Saturday, January 17, 2009

Quote of the day

It should be obvious that while garbage collection (or compaction) is going on, the execution of the user's program must be suspended. Hence out of common courtesy to the user, we must provide for some notification--perhaps a flashing message in the corner of the screen--that garbage collection is in progress. Otherwise when the program stops running, the user may suspect a bug, and an inexperienced user may panic.

--Introduction to Compiler Construction by Thomas Parsons, Chapter 8.2, "Runtime memory management"
(The book spends about half a page on garbage collection, mostly to describe the mark-sweep algorithm.)


With Lisp machines, it used to be that people would talk about things like running the garbage collector overnight, when the machine was not in use. Virtual memory in use was typically several times the size of the physical memory. Within its context, the quote is accurate (or at least 10 years earlier it was): running mark-sweep on mostly virtual memory with a slow disc will take a lot of time.

I'm happy that this concern is very outdated. If it weren't outdated, Factor (or Java) could never be a reasonable choice of programming language. There are two main reasons for the improvement.
  1. Memory size has increased. Programs that would use tons of swap space 15 years ago now fit comfortably on the RAM.
  2. Algorithms have improved. Not only do we have generational garbage collection to improve throughput, but there are also incremental techniques to spread out the pause, and various methods to take advantage of multiple processors.

So now, the idea of a flashing message for garbage collection in progress is hilariously quaint. If I were going to write a compiler textbook, I'd spend a whole chapter on garbage collection. It is essential for any modern programming language, and a good algorithm is essential.

5 comments:

Adelle said...

It doesn't seem that quaint when a poorly written system tray app that got installed with my display driver uses 2xPhysical memory and then freezes the PC for 30 seconds when it does a forced GC due to virtual memory exhaustion (and after most other running apps have been paged-out). Maybe Java does it better, and maybe .Net 1.0 did it particularly badly, but I cannot be convinced that GC is ever a good idea on a PC that has more virtual memory than physical memory, and I am far from certain that it could be a good idea ever. Reference counting is a perfectly acceptable solution in wide range of circumstances - sometimes suboptimal but always predictable (and with well-known optimizations for the suboptimal cases).

Daniel Ehrenberg said...

Adelle,
I don't know what application you're talking about, but it's a pretty easy change to the program to force a GC earlier than virtual memory exhaustion. Most GCs force a collection before growing the amount of memory available. A runtime would have to be hardly tested at all to not notice an error like this. I'd blame this on the GC implementation rather than GC itself.

Anonymous said...

Disclaimer: I don't specialize in garbage collection, but once every few years I have reason to review the state of the art, so I'm reasonably up to date for someone who doesn't spend a significant percentage of their life on GC.
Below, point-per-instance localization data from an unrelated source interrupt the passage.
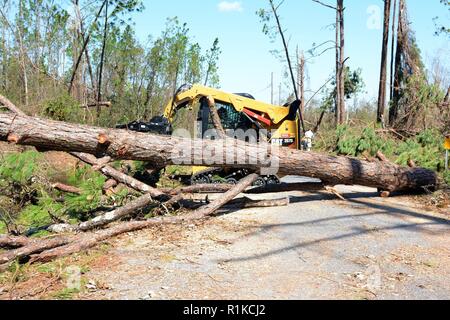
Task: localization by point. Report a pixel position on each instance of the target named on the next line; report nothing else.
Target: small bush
(19, 167)
(62, 108)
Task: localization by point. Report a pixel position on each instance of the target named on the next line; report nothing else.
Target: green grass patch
(19, 167)
(66, 294)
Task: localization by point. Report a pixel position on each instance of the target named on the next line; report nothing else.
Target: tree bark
(338, 71)
(34, 247)
(120, 176)
(342, 111)
(393, 111)
(245, 203)
(13, 242)
(391, 78)
(227, 197)
(166, 150)
(383, 71)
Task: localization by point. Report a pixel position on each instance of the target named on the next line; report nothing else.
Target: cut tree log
(107, 218)
(163, 151)
(244, 203)
(33, 247)
(226, 197)
(287, 187)
(121, 177)
(200, 188)
(271, 188)
(90, 240)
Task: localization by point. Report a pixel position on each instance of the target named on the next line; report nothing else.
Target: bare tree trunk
(288, 58)
(22, 55)
(80, 55)
(301, 80)
(102, 60)
(338, 70)
(383, 71)
(120, 176)
(391, 91)
(393, 112)
(163, 151)
(342, 111)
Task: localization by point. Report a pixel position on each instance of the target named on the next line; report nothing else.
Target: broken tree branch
(109, 217)
(227, 197)
(66, 188)
(215, 118)
(7, 242)
(120, 176)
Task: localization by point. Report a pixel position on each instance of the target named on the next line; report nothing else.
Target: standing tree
(340, 60)
(383, 71)
(265, 18)
(212, 58)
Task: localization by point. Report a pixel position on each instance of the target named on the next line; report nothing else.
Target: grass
(65, 294)
(21, 176)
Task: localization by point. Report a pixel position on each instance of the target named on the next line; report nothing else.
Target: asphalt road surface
(319, 247)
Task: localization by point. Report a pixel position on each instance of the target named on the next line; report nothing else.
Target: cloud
(228, 6)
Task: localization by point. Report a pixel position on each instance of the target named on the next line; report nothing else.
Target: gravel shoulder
(319, 247)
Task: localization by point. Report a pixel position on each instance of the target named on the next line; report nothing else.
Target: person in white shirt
(307, 140)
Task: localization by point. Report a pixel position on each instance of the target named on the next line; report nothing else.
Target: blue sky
(246, 62)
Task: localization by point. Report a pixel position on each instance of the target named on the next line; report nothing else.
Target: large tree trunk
(165, 150)
(383, 71)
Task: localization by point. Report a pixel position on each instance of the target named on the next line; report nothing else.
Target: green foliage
(62, 108)
(426, 149)
(367, 142)
(66, 294)
(353, 84)
(19, 167)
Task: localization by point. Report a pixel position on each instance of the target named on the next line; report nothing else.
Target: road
(319, 247)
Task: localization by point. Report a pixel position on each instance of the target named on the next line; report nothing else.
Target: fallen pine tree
(164, 150)
(98, 147)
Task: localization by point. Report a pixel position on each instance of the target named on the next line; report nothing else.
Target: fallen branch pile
(98, 147)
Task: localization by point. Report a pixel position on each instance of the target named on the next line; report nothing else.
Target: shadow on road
(378, 209)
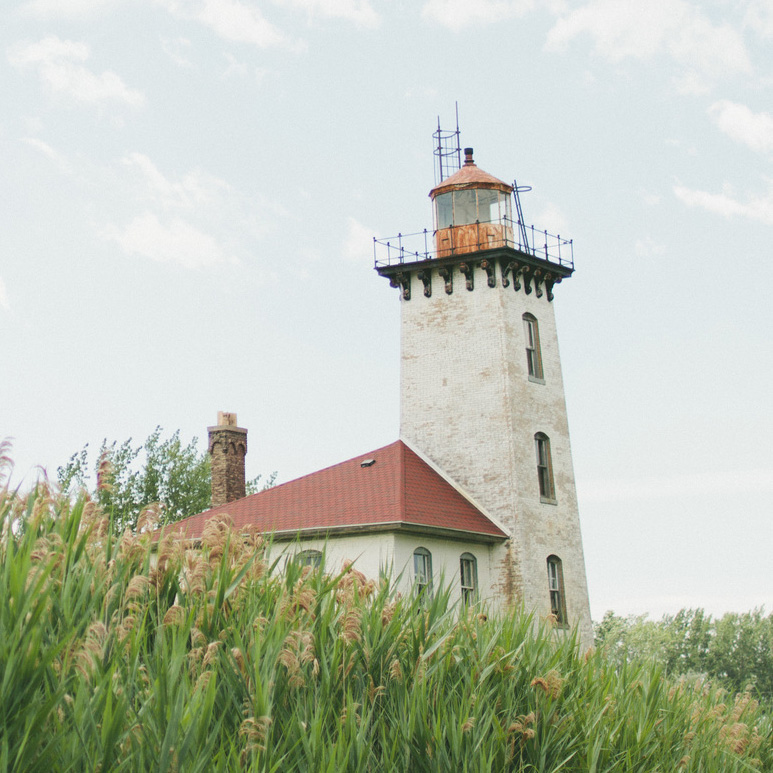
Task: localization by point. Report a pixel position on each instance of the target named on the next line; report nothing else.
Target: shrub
(118, 653)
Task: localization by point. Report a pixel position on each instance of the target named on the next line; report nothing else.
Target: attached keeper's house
(480, 488)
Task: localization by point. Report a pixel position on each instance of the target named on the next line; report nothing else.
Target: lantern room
(472, 211)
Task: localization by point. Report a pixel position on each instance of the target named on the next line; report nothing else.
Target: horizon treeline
(121, 653)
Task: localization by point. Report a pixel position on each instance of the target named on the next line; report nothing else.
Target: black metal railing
(411, 248)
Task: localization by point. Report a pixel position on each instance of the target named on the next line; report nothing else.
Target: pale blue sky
(189, 190)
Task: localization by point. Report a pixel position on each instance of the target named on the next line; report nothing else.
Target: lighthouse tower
(482, 394)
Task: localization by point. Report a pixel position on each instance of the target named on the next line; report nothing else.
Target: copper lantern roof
(470, 176)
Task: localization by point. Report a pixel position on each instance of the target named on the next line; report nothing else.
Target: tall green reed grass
(121, 654)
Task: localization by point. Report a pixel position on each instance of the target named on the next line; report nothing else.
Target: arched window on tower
(422, 571)
(312, 558)
(556, 589)
(533, 353)
(468, 566)
(547, 491)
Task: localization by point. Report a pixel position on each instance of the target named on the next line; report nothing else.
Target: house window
(468, 566)
(547, 491)
(422, 570)
(556, 588)
(533, 354)
(312, 558)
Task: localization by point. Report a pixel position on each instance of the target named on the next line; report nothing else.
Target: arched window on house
(312, 558)
(533, 353)
(468, 567)
(547, 490)
(422, 570)
(556, 589)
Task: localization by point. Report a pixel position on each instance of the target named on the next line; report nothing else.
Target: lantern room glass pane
(445, 210)
(488, 206)
(465, 207)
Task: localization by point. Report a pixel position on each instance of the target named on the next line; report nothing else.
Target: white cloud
(359, 241)
(648, 247)
(235, 67)
(177, 50)
(240, 22)
(61, 162)
(4, 304)
(176, 241)
(194, 189)
(59, 64)
(629, 28)
(759, 17)
(458, 14)
(360, 12)
(695, 485)
(65, 8)
(754, 130)
(551, 219)
(725, 204)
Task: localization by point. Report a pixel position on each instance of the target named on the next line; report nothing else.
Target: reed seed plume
(134, 655)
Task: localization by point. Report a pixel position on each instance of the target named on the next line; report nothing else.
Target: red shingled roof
(399, 490)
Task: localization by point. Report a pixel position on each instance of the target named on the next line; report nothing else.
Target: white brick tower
(482, 394)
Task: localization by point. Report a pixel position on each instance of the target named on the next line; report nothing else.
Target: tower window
(422, 570)
(468, 566)
(533, 354)
(556, 589)
(547, 491)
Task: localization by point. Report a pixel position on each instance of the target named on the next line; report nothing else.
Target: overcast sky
(189, 191)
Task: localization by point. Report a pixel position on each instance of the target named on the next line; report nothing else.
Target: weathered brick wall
(468, 404)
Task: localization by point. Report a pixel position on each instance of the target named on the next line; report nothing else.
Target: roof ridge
(401, 480)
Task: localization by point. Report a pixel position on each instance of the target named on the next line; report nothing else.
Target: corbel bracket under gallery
(469, 274)
(521, 269)
(426, 277)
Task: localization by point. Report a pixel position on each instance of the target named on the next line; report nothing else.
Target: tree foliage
(735, 650)
(127, 478)
(125, 654)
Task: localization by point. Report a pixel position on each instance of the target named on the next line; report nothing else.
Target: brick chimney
(227, 449)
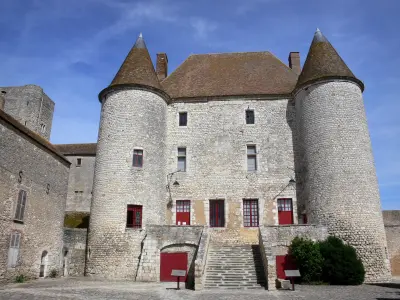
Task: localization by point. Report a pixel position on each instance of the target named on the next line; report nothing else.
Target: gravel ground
(85, 289)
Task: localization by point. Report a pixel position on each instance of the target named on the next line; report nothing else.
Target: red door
(285, 211)
(182, 212)
(172, 261)
(284, 262)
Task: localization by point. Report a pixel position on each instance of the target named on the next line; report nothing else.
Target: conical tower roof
(137, 68)
(323, 62)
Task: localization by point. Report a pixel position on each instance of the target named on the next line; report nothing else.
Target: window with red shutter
(137, 158)
(217, 213)
(182, 212)
(285, 211)
(134, 216)
(250, 213)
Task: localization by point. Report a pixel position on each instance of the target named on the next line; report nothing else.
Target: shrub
(341, 264)
(53, 273)
(21, 278)
(308, 259)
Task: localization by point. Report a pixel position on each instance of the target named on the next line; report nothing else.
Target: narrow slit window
(137, 158)
(134, 216)
(13, 251)
(183, 119)
(251, 158)
(249, 116)
(21, 204)
(182, 159)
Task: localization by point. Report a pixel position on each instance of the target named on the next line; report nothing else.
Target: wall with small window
(33, 186)
(234, 149)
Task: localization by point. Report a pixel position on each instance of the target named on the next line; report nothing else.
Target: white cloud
(202, 27)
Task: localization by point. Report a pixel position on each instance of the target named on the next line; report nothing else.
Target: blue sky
(74, 48)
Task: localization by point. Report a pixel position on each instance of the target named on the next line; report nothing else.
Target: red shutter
(172, 261)
(285, 211)
(182, 212)
(284, 262)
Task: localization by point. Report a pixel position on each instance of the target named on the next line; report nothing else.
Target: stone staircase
(234, 267)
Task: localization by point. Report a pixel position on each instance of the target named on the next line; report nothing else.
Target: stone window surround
(257, 169)
(179, 119)
(14, 217)
(254, 116)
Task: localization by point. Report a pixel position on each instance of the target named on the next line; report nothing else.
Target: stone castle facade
(228, 150)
So...my current understanding is that a really good GC can have almost zero overhead so long as no more than 1/7 of total RAM is allocated at any given time (that precise ratio appears in the research), and that GC overhead grows to the majority of overhead as that fraction grows to 1.0.
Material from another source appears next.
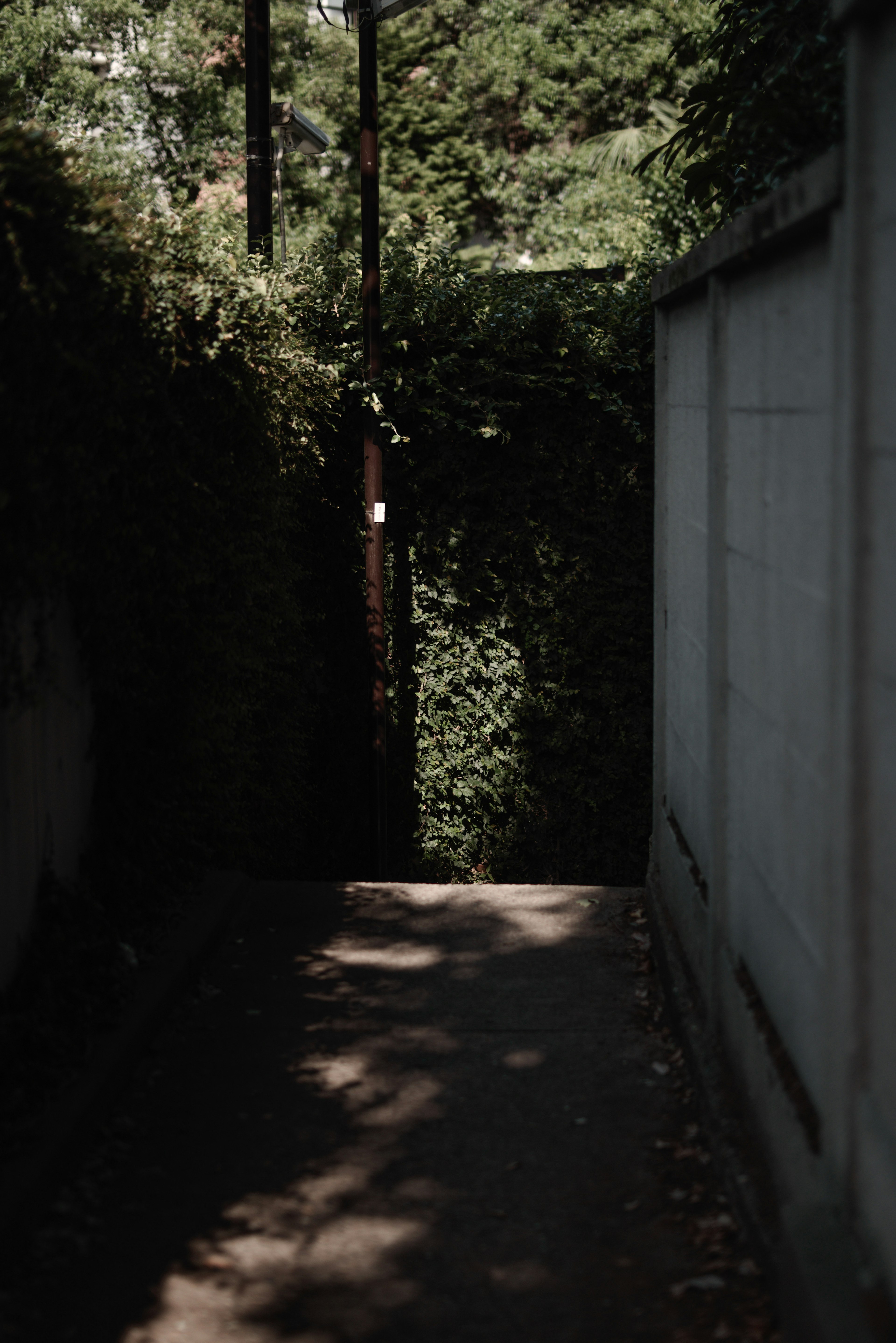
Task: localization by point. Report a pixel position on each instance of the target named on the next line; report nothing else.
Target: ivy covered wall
(518, 426)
Further, I do not recall any general GC algorithms that avoid a cliff (many orders of magnitude of slowdown) once allocated memory grows beyond physical RAM and spills out into virtual pages.

(All of the ones I've seen that make more grandiose claims turn out to be totally vague in their support of such claims.)

If anyone has citations that have firm claims that do significantly better than the above for normal use cases, I'd be very interested.

P.S. Although, as is well known, copying generational GC has big wins on many kinds of apps, it is well-documented in the literature that other kinds of apps (arguably a smaller class of apps) get a bigger win from simple reference count GC.

Therefore, people who choose to reference count for simplicity needn't feel ashamed and inadequate; it can be argued to be a YAGNI issue: implement e.g. copying generational GC if and only if it becomes proven to justify its considerable implementation effort.

-- Doug Merritt

Chris Forbes said...

Adelle:

The particular app you're talking about goes crazy and allocates out the wazoo - and most of that memory cannot be reclaimed by ANY GC technique, since it's still referenced.

Btw, .NET 1.0's GC isn't exactly state-of-the-art anymore, but it's no worse than Java 5 - probably better actually.

Markus Kohler said...

I think the author of the book still has some point.

I know many cases where users would say that "This Java application is so slow" and even generalize that to "Java is slow" because the memory configured was too small.
In general most GC's used today don't work well when physical memory is exceeded. This can lead to long pauses, and the application typically (in Java atels ) has know way to inform the user about the problem.

Yes, today GC's usually don't stop the the world for a long time, but most do at least sometimes.

So IMHO it would make sense if there would be standard API's that can be used to figure out whether there was enough memory configured.